Our conversation took place about 3 months after she had made this decision. The hostel bunk in which she occupied had been her home during this time and throughout her stay she’d shared walls with backpackers from a multitude of different places, all heading in different directions. “Most come and go, just want sleep and no conversation. There are few who will ask about me or need to know where the toilet is…I mostly keep to myself, it’s easier that way”. To support her newfound self, she works as a waitress in a nearby restaurant, hoping to eventually save enough money to explore beyond Sydney. “I hear about the east coast from people who are starting or finishing, I will go one day”.

The backpacker route she was referring to stretches along the Australian coastline and has become popular for highlighting some of the country’s most famed destinations. Most people start in Sydney or just south in Melbourne, and through a series of buses and trains, ride up to Cairns, hopping on/off in the eclectic beach towns that dot the eastern shorelines. My plan was to do just this. I would stay in Sydney for about 5 days, then head north on a flexible 6-week trek that would allow me to stay/skip the towns my bus route ran through. This conversation found me on my 3rd day in Sydney Central.

Our exchange effortlessly rolled into my story. It felt weird to share my travels plans, as I knew I’d be falling into the same population my roommate had seen walk through the revolving door of our hostel, but I couldn’t help it. I found myself rambling on, stating the same spiel I had given over and over again to friends/family in the months leading up to my trip. About midway through my speech, I realized there was something different about this conversation, which set it apart from the 20ish times I had it previously.

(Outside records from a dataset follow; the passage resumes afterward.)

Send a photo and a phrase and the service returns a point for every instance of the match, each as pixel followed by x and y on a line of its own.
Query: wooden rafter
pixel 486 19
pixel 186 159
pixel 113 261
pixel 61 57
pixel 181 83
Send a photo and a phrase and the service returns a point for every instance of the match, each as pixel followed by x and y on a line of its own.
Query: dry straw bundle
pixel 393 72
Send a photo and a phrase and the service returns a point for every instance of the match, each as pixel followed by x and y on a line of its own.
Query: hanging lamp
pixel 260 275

She was studying my every word, really piecing together a visual; it was calculated and reminded me of talking to a kid who’s discovering something for the first time. Then it occurred to me, we often walk through this world on autopilot, so accustom to the views from our sheltered routines. We take the words we share for granted, because they are just another one of the many forms of expression we have at our disposal. But what if the words from others were all that you had. Would we listen with more intent, take in all there is to take in? Would I have been able to get on a flight, as my roommate had, if I had only a slight idea of what would be waiting for me once I touched the ground again?

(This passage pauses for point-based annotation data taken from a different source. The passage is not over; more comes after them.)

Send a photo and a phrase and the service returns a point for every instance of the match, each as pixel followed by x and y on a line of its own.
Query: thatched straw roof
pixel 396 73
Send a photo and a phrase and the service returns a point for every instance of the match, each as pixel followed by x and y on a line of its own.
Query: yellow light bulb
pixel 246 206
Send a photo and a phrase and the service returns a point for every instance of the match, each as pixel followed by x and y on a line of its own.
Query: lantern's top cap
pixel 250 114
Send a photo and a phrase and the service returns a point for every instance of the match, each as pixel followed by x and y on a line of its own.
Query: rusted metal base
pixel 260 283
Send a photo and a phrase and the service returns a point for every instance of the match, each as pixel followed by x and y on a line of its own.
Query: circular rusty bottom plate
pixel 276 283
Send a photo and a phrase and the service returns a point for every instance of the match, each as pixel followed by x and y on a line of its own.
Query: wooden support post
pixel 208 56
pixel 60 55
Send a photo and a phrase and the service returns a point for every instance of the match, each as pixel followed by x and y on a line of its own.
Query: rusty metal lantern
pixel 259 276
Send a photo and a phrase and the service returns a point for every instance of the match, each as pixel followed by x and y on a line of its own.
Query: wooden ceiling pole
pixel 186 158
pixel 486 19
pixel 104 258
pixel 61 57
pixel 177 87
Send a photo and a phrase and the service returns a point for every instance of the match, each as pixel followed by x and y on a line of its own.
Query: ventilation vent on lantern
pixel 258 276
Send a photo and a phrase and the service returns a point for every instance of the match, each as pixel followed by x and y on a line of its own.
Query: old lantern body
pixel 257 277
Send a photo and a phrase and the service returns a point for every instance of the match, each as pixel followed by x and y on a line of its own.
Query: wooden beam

“It makes me sad sometimes that my family may never see the things I see,” she explained, and then shared that the last contact she had with her parents was informing them she had landed safely in Australia. Since then, she had tried to reach out, but because of their objection of her decision to leave, she had pretty much been cut off and was now considered a disgrace, “when it is hard, I talk to my friend who shares these places with me first, he shares the same feeling of fireworks that is in my heart”.

The lights in Sydney Central shine brightest between the hours of 7pm and midnight. It is when the streets truly come alive and offer a perspective different than that found in daylight. Although the heart of the city remains the same, the darkness gives it room to breathe in a way that, when the sun is still present, it cannot. Our hostel window sat about four floors up from a busy intersection, you would really only notice was there in the evening, when alternating red and green traffic signals spill into our room. “I want people like my family to know that on the outside they may not look the same, but on the inside, everyone has the same heart”. I sat back against the communal lockers, in complete awe of this stranger before me. In complete admiration of her for braving the world, as powerful as she had with the little she’d know of it, and furthermore, do so while carrying no support from those closest to her. It was not until I wrote this quote down in my journal a few days later that I realized the depth to which my roommate was speaking. When you strip away the societal expectations and preconceived ideologies, you create a space where it is possible to connect and ultimately realize, that we are all out here chasing the same feeling in our hearts anyway, sometimes you just need to stop and listen.

In the typical chaotic nature of living in a hostel, our conversation was abruptly cut off by another one of our suitemates, bursting through the door talking all too loud on her phone. After she hung up, she greeted us and asked if we knew what was going on in Darling Harbour that night. Although my jetlag was beginning to ware, I still had zero concept of time, let alone where I was on a map, so I shook my head confused.

“It’s Saturday night! They do a firework show out by the bridge in like 20 minutes, do you want to go?”